PMax Shows Up: Big Promises, Big Plans (2020–2021)
Fast forward to October 2020—Google drops the Performance Max bombshell at Advertising Week. They’re like, “One campaign, all our channels: Search, YouTube, Gmail, Shopping, you name it.” I was skeptical but intrigued. They tested it with some lucky folks for a year, then unleashed it on everyone in November 2021. The timing was nuts—online shopping was through the roof from the pandemic. I saw stats about “yard landscaping ideas” searches jumping 80%, and travel stuff like “all-inclusive resorts” spiking 200%. PMax was Google saying, “We’ll catch all that chaos for you.” It felt ambitious, maybe too much so.
The Switcheroo: Smart Shopping Gets the Boot (2022)
Here’s where it got real. In 2021, Google says, “Smart Shopping and Local campaigns? Done. We’re moving you to PMax in 2022.” They started in April with a button to flip Smart Shopping over, hit Local campaigns in June, and by September, it was all PMax, all the time. It wasn’t just a name change—suddenly, you’re on YouTube, Discover, everywhere, with video and text ads thrown in. Google bragged about a 12% conversion boost, and I saw a buddy’s insurance leads jump 15% after switching. But man, the control freaks (me included) hated it—where’s my budget going? It was a black box, and that stung.
Figuring It Out: Tweaks and Tangles (2023–2024)
By 2023, PMax was the thing for ecommerce, and Google started fixing what bugged us. In February, they gave us account-level negative keywords—finally, I could stop ads from showing up for junk terms. Later, we got brand exclusions and a video tool, which was cool for slapping together quick clips. They even let Search campaigns take priority on exact-match stuff, so PMax wouldn’t hog my branded traffic. In 2024, they added Lookalike Segments for Demand Gen campaigns—think YouTube and Gmail—and dropped the seed list minimum to 100. Oh, and late last year, they stopped letting PMax bully Standard Shopping, which felt fairer. It’s better, but I still can’t see where all my money’s going.

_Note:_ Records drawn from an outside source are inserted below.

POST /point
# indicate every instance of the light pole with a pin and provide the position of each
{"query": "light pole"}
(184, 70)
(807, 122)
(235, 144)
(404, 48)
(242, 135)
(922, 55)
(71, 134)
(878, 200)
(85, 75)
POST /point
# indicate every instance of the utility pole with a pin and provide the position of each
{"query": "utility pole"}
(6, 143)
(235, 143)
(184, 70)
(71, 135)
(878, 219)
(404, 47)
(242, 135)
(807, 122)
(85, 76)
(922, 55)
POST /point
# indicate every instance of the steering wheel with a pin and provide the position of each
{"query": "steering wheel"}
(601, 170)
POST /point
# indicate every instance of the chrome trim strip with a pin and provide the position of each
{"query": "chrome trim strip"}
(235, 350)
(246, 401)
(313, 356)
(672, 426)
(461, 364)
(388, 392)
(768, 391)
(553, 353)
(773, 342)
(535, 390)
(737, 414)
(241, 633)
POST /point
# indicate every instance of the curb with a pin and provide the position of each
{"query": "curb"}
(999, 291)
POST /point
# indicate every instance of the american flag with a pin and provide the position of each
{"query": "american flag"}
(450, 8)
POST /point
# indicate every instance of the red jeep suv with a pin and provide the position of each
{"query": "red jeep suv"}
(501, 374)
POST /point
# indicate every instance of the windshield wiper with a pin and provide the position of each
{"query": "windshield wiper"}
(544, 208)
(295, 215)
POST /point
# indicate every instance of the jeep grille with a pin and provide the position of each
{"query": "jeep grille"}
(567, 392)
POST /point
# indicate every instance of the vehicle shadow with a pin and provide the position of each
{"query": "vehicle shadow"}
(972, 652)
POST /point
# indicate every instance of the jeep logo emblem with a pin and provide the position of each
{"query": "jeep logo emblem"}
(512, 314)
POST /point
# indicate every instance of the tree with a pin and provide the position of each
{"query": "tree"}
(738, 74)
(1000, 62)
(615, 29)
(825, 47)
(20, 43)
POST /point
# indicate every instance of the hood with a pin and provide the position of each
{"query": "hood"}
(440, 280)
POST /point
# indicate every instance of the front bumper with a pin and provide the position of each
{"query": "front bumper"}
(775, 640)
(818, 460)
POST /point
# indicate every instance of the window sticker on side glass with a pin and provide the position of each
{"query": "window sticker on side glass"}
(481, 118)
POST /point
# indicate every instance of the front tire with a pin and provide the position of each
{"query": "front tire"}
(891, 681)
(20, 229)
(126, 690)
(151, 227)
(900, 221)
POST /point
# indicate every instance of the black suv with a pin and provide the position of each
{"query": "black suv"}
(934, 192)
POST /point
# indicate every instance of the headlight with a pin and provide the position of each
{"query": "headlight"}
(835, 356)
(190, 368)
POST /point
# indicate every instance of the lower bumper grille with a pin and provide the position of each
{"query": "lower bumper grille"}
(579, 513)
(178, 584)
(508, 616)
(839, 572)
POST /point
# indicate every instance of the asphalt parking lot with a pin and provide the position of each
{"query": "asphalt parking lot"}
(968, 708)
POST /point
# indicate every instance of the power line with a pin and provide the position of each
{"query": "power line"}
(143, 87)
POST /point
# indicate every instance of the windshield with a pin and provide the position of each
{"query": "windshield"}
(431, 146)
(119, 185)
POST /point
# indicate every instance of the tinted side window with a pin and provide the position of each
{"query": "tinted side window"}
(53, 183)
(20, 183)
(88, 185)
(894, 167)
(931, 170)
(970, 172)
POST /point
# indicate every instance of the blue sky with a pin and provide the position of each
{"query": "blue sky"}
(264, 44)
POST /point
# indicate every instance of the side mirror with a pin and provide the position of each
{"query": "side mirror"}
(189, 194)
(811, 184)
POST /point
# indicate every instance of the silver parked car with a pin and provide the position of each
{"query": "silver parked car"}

Today: PMax Rules, Sort Of (2025)
So, here we are, March 24, 2025. PMax is huge—my friend at a car parts shop swears it boosted his leads 24%, and I read about some company in Vietnam getting 39% more test drives. You set a goal, toss in your product feed and some pics, and it runs wild across Google’s playground. I’ve used it for a few projects, and it’s slick when it works. But it’s not perfect. I miss the old days of tweaking every bid, and the reports? Still fuzzy. A lot of pros I know run Standard Shopping alongside it to keep things tight.
What It All Means
Looking back, PMax is Google’s big bet on AI running the show. From AdWords’ scrappy start to this, it’s been 25 years of them figuring out how to make ads easier—and bigger. It’s come a long way, and it’s saved me time, but I can’t shake the feeling it’s not the whole answer. Maybe it’s just me, but I like having my hands on the wheel. Either way, PMax isn’t going anywhere—it’s Google’s future, like it or not.